The Ugandan government enacted a recovery and development plan in 2009, but most of the money has gone into the physical re-construction of buildings, rather than addressing the medical and psychological needs of the victims of sexual violence.
To begin addressing the lack in adequate care, a temporary medical clinic, run by Isis-Women’s International Cross Cultural Exchange (Isis-WICCE), has been set up in northern Uganda to aid women with reproductive health complications sustained from being raped during the conflict. For many women, Isis-WICCE is the first time they have spoken about the violence, received any type of medical care or have seen a doctor since they were raped.

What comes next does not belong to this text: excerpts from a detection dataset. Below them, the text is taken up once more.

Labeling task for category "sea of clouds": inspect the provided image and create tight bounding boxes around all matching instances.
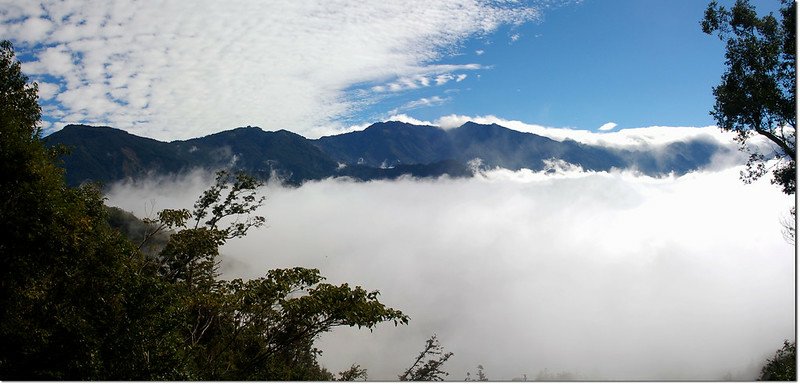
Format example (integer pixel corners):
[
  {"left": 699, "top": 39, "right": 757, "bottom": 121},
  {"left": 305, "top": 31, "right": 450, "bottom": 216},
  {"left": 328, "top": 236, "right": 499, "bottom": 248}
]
[{"left": 108, "top": 153, "right": 796, "bottom": 380}]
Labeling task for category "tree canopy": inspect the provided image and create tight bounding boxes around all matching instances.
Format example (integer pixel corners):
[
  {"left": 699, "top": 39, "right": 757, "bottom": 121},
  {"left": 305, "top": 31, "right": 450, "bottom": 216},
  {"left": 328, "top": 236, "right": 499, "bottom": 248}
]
[
  {"left": 0, "top": 41, "right": 408, "bottom": 380},
  {"left": 701, "top": 0, "right": 797, "bottom": 194}
]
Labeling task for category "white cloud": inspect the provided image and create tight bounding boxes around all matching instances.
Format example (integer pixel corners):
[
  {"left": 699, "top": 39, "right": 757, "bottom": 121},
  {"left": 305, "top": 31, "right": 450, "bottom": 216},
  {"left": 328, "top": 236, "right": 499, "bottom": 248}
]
[
  {"left": 387, "top": 113, "right": 433, "bottom": 125},
  {"left": 401, "top": 96, "right": 449, "bottom": 110},
  {"left": 39, "top": 81, "right": 59, "bottom": 100},
  {"left": 597, "top": 121, "right": 617, "bottom": 131},
  {"left": 0, "top": 0, "right": 540, "bottom": 139},
  {"left": 433, "top": 115, "right": 734, "bottom": 148},
  {"left": 109, "top": 164, "right": 795, "bottom": 381}
]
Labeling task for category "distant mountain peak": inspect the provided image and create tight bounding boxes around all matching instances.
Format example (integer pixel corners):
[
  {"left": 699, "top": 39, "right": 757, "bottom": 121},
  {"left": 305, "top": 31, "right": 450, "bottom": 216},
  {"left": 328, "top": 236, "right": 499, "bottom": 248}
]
[{"left": 46, "top": 121, "right": 725, "bottom": 185}]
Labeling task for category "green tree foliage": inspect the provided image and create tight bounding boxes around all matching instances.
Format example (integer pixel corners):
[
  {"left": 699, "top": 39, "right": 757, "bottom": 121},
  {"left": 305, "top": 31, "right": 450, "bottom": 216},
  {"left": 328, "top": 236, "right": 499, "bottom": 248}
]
[
  {"left": 701, "top": 0, "right": 797, "bottom": 194},
  {"left": 0, "top": 42, "right": 408, "bottom": 380},
  {"left": 397, "top": 335, "right": 453, "bottom": 381},
  {"left": 464, "top": 364, "right": 489, "bottom": 381},
  {"left": 757, "top": 340, "right": 797, "bottom": 381}
]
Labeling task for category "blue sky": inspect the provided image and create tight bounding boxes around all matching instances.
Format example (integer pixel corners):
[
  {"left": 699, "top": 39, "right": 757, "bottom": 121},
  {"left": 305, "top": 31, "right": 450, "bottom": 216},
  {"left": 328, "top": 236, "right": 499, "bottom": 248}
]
[
  {"left": 362, "top": 0, "right": 777, "bottom": 130},
  {"left": 0, "top": 0, "right": 779, "bottom": 140}
]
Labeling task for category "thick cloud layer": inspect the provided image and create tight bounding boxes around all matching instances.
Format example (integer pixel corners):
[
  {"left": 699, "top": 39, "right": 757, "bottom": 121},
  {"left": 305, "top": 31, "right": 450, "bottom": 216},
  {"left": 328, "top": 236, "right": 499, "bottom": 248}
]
[{"left": 104, "top": 164, "right": 795, "bottom": 380}]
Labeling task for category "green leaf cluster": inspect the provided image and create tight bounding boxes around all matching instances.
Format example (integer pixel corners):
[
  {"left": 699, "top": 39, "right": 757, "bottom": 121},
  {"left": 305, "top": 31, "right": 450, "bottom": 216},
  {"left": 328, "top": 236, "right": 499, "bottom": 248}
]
[
  {"left": 701, "top": 0, "right": 797, "bottom": 194},
  {"left": 0, "top": 42, "right": 408, "bottom": 380}
]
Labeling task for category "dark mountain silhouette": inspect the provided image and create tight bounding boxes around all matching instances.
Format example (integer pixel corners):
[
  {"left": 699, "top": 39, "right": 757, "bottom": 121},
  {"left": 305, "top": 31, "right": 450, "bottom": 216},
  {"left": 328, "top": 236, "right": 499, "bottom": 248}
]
[{"left": 46, "top": 121, "right": 728, "bottom": 185}]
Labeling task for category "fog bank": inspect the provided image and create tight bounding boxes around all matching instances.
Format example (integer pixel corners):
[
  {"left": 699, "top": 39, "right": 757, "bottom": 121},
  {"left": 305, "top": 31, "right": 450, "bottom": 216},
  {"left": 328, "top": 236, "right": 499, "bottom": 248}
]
[{"left": 108, "top": 168, "right": 796, "bottom": 381}]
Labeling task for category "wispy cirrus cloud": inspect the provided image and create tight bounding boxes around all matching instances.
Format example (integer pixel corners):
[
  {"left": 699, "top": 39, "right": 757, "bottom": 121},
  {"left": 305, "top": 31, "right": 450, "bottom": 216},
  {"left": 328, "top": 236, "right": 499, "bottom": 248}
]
[{"left": 0, "top": 0, "right": 556, "bottom": 139}]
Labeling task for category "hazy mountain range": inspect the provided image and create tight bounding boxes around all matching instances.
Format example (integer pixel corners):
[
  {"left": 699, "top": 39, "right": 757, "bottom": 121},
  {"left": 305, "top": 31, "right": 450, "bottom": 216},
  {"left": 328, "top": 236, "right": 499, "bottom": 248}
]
[{"left": 45, "top": 121, "right": 729, "bottom": 185}]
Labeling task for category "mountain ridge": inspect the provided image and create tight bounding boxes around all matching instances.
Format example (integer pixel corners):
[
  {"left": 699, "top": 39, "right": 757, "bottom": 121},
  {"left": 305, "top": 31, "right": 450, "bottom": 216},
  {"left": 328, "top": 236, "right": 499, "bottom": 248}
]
[{"left": 45, "top": 121, "right": 728, "bottom": 185}]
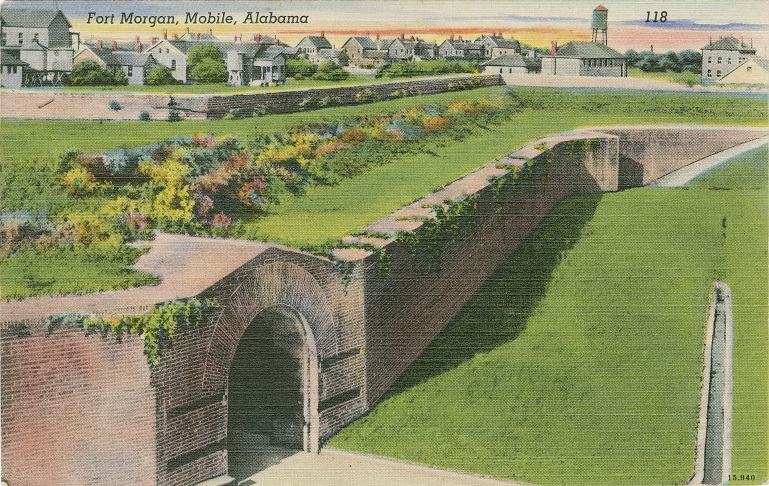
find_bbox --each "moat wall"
[0,127,765,486]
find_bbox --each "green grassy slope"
[330,149,769,484]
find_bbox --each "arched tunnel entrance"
[227,306,318,480]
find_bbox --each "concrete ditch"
[688,282,734,485]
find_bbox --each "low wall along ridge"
[0,126,766,486]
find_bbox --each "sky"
[0,0,769,56]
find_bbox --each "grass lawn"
[329,148,769,484]
[627,68,702,85]
[0,87,767,295]
[0,244,158,299]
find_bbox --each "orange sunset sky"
[1,0,769,56]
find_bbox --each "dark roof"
[481,54,528,67]
[0,8,72,27]
[302,35,332,49]
[112,51,154,66]
[0,51,29,66]
[345,36,378,49]
[703,37,756,54]
[555,41,625,59]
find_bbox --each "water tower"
[593,5,609,45]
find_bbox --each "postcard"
[0,0,769,486]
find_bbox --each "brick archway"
[203,262,339,452]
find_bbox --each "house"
[438,35,486,61]
[717,56,769,84]
[296,32,334,64]
[481,54,535,74]
[342,36,391,68]
[75,41,157,85]
[414,39,438,61]
[475,33,521,59]
[0,51,29,88]
[0,8,80,86]
[542,41,627,77]
[387,34,415,61]
[700,37,756,83]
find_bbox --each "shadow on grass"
[387,194,601,397]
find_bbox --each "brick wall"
[201,75,503,118]
[0,325,156,486]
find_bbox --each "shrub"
[312,61,350,81]
[286,59,318,79]
[147,64,178,86]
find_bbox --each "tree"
[286,59,318,79]
[312,61,350,81]
[147,64,177,86]
[68,61,126,86]
[187,44,227,83]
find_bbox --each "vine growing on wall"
[44,298,217,370]
[396,195,478,271]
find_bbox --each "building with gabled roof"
[700,36,756,83]
[0,8,80,86]
[475,33,521,59]
[481,54,537,74]
[75,41,157,85]
[718,56,769,85]
[296,32,334,64]
[542,41,627,77]
[342,36,391,68]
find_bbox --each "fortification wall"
[0,323,156,486]
[0,127,766,485]
[206,75,504,118]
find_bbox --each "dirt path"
[232,448,523,486]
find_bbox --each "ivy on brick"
[44,298,217,370]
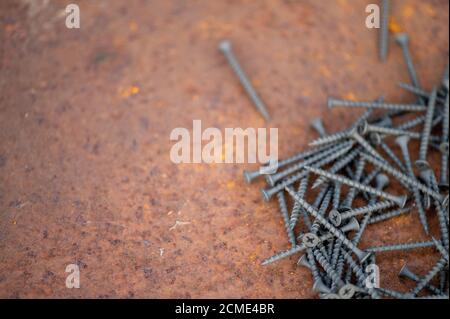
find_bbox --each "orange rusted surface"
[0,0,449,298]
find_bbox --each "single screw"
[341,158,366,209]
[415,88,437,168]
[286,189,370,261]
[312,147,361,188]
[375,288,414,299]
[361,153,446,203]
[351,167,381,200]
[305,166,408,207]
[262,219,359,265]
[394,115,426,131]
[398,264,441,295]
[414,295,449,300]
[313,249,344,287]
[277,191,296,247]
[395,135,429,234]
[360,122,422,139]
[330,200,395,226]
[395,33,421,88]
[311,188,332,233]
[366,241,434,253]
[328,98,426,112]
[261,144,356,201]
[342,251,379,299]
[411,258,447,296]
[439,95,449,189]
[219,40,270,121]
[380,141,406,171]
[339,284,356,299]
[307,249,331,293]
[244,145,342,183]
[311,118,327,136]
[289,174,310,229]
[302,233,320,248]
[379,0,389,62]
[349,129,384,161]
[266,141,354,186]
[369,207,411,224]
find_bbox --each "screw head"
[375,173,389,190]
[328,209,342,227]
[323,294,341,299]
[395,33,409,45]
[439,142,449,154]
[327,97,336,109]
[414,160,430,171]
[395,135,411,150]
[369,132,382,146]
[302,233,320,248]
[313,278,331,294]
[357,121,369,136]
[219,40,231,53]
[297,255,311,269]
[338,284,356,299]
[266,175,275,186]
[341,217,360,232]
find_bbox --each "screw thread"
[305,166,405,207]
[312,147,361,188]
[379,0,389,62]
[277,191,296,247]
[341,201,395,219]
[289,174,309,229]
[361,153,442,201]
[366,241,434,253]
[306,248,320,282]
[313,249,344,286]
[395,115,426,131]
[311,189,332,234]
[434,201,449,247]
[221,42,270,121]
[351,130,384,161]
[331,182,342,209]
[309,130,349,146]
[270,141,353,184]
[419,88,437,161]
[398,138,429,234]
[369,207,410,224]
[343,158,366,207]
[287,189,366,258]
[440,153,448,185]
[380,141,405,171]
[328,98,426,112]
[262,245,305,265]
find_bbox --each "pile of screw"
[244,34,449,299]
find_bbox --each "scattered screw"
[219,40,270,121]
[379,0,389,62]
[415,89,437,168]
[328,98,426,112]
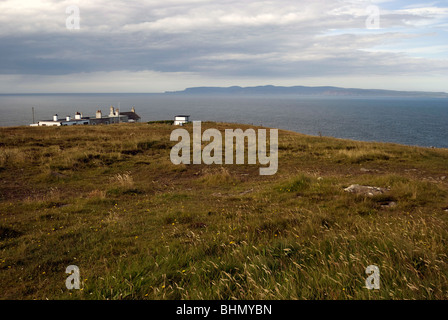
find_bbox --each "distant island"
[165,85,448,98]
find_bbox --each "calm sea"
[0,94,448,148]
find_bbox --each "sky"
[0,0,448,93]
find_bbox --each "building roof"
[120,111,140,121]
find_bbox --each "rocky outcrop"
[344,184,389,197]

The deficiency of the government’s medical system (most health centers in the district have no medical officers and the entire district has only two gynecologists) has re-victimized the women by offering little or no support. Isis-WICCE’s program manager, Helen Kezie-Nwoha believes that because the health complications they are seeing are a direct result of the sexual violence, the women in Northern Uganda need a special program to address their health needs.
Compiled from: Post War Reconstruction Ignores Victims of Sexual Violence (16 August 2011), Inter Press Service.